The aforementioned Seldon founds a city on Terminus, a planet on the edge of its empire. Built on science and populated by scientists, so begins the work of the Galactic Encyclopaedia. Of course it’s a subterfuge for something grander, known only to Seldon himself. The concept is massive, dealing with the evolving nature of politics and economics across the galaxy as the Empire crumbles.
How the mighty had fallen! Kingdoms! They were prefects in in the old days, all part of the same province, which in turn had been part of a sector, which in turn had been part of a quadrant, which in turn had been part of the all-embracing Galactic Empire. And now that the Empire had lost control over the far reaches of the Galaxy, these little splinter groups of planets became kingdoms — with comic-opera kings and nobles, and petty, meaningless wars, and a life that went on pathetically among the ruins.
Each short story moves the destiny of the Foundation forward, jumping decades at a time until moments when a ‘Seldon Crisis’ looms, a time when the future of the Foundation faces being thrown off track from Seldon’s predictions. It’s a neat trick, offering glimpses into the evolution of society. While characters are inconsequential in the grander scheme, some have pivotal moments that affect history, and its on these that the stories hone in.
But where Asimov exudes ambition, his delivery falls painfully flat. The characters are barely defined, little more than mouthpieces for explaining political, religious, and economic strategy with regards to the civilisation. They can save the day, but they can’t save the narrative. It’s stultifyingly bad in this aspect, for there’s no pace or excitement to carry the scenes along. No drama, little threat. Just explication. Plus, the fragmented nature of the stories’ original publishing sees ‘the-story-so-far’ exposition casually dropped into conversation, which may have worked separately but becomes frustrating in something presented this time out as a novel.

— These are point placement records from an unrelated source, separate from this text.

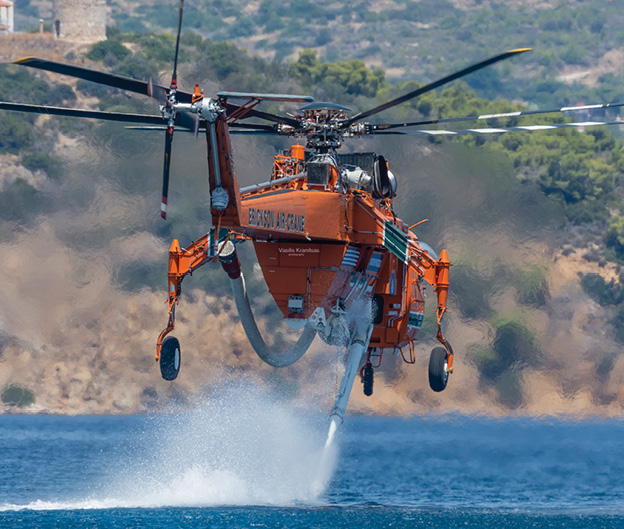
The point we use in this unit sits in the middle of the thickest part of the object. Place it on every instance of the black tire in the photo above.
(438, 373)
(368, 380)
(170, 358)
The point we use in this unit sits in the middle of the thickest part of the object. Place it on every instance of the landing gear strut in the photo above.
(367, 379)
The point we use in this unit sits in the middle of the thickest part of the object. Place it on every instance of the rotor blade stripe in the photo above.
(75, 112)
(434, 85)
(526, 128)
(388, 126)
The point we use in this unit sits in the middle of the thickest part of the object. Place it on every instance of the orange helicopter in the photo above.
(336, 259)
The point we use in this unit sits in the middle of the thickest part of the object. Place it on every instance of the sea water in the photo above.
(253, 463)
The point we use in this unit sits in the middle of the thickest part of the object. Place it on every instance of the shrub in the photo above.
(16, 395)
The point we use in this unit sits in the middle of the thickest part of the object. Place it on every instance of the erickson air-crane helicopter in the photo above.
(327, 239)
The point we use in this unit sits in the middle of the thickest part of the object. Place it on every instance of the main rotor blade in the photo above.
(166, 168)
(75, 112)
(108, 79)
(174, 77)
(433, 86)
(500, 130)
(247, 113)
(388, 126)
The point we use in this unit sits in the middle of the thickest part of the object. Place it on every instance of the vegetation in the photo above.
(581, 172)
(16, 395)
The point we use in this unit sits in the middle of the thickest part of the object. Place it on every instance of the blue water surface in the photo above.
(390, 472)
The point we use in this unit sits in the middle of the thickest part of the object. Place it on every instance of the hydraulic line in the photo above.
(230, 263)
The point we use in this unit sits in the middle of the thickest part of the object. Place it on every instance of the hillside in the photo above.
(85, 254)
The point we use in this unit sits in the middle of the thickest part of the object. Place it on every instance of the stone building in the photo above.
(79, 20)
(6, 17)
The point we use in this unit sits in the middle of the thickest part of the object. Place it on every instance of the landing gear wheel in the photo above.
(438, 369)
(368, 380)
(170, 358)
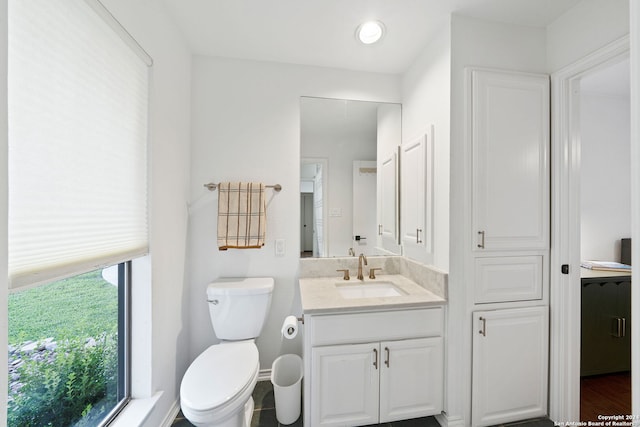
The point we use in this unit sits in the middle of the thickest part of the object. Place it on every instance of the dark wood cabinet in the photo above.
(606, 323)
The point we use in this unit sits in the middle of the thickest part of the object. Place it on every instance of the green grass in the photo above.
(79, 307)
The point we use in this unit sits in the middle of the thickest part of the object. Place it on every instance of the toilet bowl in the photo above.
(216, 389)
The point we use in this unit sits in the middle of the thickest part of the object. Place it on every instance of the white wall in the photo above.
(635, 203)
(3, 213)
(170, 88)
(426, 100)
(246, 126)
(585, 28)
(605, 215)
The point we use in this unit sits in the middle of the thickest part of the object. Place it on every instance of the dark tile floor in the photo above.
(264, 414)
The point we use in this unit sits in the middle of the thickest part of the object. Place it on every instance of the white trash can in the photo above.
(286, 377)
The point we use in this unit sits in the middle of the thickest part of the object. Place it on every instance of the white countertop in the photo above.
(320, 295)
(586, 273)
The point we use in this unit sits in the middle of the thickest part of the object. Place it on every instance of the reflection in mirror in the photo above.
(341, 142)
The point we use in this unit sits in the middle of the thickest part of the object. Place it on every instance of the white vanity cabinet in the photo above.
(372, 367)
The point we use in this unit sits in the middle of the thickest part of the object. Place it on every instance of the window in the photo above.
(77, 106)
(68, 363)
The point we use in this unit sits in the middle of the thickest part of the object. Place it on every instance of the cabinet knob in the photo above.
(481, 244)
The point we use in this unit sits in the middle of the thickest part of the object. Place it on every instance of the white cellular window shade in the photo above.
(78, 106)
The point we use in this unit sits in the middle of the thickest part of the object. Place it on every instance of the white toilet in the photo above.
(216, 389)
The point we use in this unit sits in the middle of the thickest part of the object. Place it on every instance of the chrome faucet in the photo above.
(360, 259)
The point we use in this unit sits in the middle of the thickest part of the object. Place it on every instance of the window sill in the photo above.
(136, 411)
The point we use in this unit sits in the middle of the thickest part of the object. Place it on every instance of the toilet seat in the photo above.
(220, 376)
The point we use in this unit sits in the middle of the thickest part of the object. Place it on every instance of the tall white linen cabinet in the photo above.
(507, 139)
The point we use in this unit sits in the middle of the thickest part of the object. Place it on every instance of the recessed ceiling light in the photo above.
(370, 32)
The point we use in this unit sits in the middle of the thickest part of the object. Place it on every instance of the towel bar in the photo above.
(211, 186)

This is a shame as Foundation starts well. The first story, The Psychohistorians, is its most engaging; a zippy introduction to its world (well, galaxy) by way of Gaal Dornick (“just a country boy who had never seen Trantor before”) as he arrives on the planet to take up a position with Hari Seldon. It’s functional prose, getting itself and Dornick from A to B, in order to introduce its most interesting character, Seldon. But once only his influence remains, it becomes interminably dry with each section relying on smug characters acting out strategies and later explaining the actions taken (“the solution to this crisis was obvious”) to resolve the latest issue.

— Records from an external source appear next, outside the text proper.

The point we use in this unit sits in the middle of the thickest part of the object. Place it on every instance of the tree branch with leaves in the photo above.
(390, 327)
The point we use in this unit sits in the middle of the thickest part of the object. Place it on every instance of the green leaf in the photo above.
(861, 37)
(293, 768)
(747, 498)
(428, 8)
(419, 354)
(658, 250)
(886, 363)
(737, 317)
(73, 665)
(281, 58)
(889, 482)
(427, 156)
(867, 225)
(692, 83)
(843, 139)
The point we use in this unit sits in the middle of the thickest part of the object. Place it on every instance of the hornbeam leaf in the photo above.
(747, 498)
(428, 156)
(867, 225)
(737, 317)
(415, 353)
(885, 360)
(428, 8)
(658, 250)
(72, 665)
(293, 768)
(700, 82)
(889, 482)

If history is written by the winners, can the future be won by writing it? The ‘psychohistory’ practice in Foundation is certainly an interesting idea that the path of humanity can be predicted and its obstacles surmounted. Not so much the actions of a few characters here and there, but the general direction of civilisation. To Asimov it can. The predicted growth of the Foundation is well thought out, but its crucial moments — of coups, political uprisings, and military offensives — lack intrigue, and enthusiasm for the events themselves is lost to the ideas that underpin them.